MORE than 4000 knives have been seized from visitors to the Scottish Parliament over the last three years.

New figures show that 1497 members of the public passing through the security entrance at Holyrood were asked to hand over blades last year alone.

In 2012, a total of 1380 knives were confiscated from the 400,000 visitors to the parliament, down on the 1497 taken from people in 2011.

Loading article content

On average, 28 knives per week are being confiscated by security staff at the building.

The figures also reveal that 645 other sharp objects, including scissors, corkscrews and screwdrivers, were taken from visitors over the three-year period.

The vast majority of the seized items are returned to the owners at the end of the visits. Many of the blades were pen or pocket knives and only those which are more than three-and-a-half inches long are not returned.

Less than 10 knives have been permanently retained by the ­Scottish Parliament police unit since 2005.

John Lamont MSP, the Scottish Conservatives' chief whip, said: "It does seem like an incredible amount of confiscations, particularly in relation to the number of visits Holyrood gets. You have to question why anyone would attempt to bring such items into a famously secure environment.

"However, it also shows security staff at the Scottish Parliament are doing an incredibly diligent and thorough job."
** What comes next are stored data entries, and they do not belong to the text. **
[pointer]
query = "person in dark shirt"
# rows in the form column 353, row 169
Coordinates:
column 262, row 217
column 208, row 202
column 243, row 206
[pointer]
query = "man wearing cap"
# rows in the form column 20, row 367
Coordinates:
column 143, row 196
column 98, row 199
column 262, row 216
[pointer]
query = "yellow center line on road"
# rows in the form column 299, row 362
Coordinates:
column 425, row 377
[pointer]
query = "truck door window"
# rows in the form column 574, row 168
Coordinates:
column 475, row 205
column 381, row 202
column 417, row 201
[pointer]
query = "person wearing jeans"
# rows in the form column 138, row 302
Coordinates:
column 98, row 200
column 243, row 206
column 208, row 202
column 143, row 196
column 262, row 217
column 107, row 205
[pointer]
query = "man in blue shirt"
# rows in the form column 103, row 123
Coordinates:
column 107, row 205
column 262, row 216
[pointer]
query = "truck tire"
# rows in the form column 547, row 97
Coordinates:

The £414 million Scottish Parliament building operates an airport-style scan and frisk system on visitors arriving at its main entrance. The Scottish Parliament has already spent £35,000 on stab-proof vests for Holyrood security staff, which they started wearing in 2011 amid reports that they could be vulnerable to attack.

Last year, a new £6.5 million security extension was opened at the building. The new entrance offers more space for screening and a baggage drop and bosses said it was given the go-ahead following security advice.

A Scottish Parliament ­spokesman said: "For the safety of all, the Parliament does not allow visitors to carry certain sharp objects such as pen-knives or scissors while they are in the building, even if it is perfectly legal to do so in public."

Police Scotland said 20 crimes had been reported at the parliament over the last three years, but none of them involved an offensive weapon.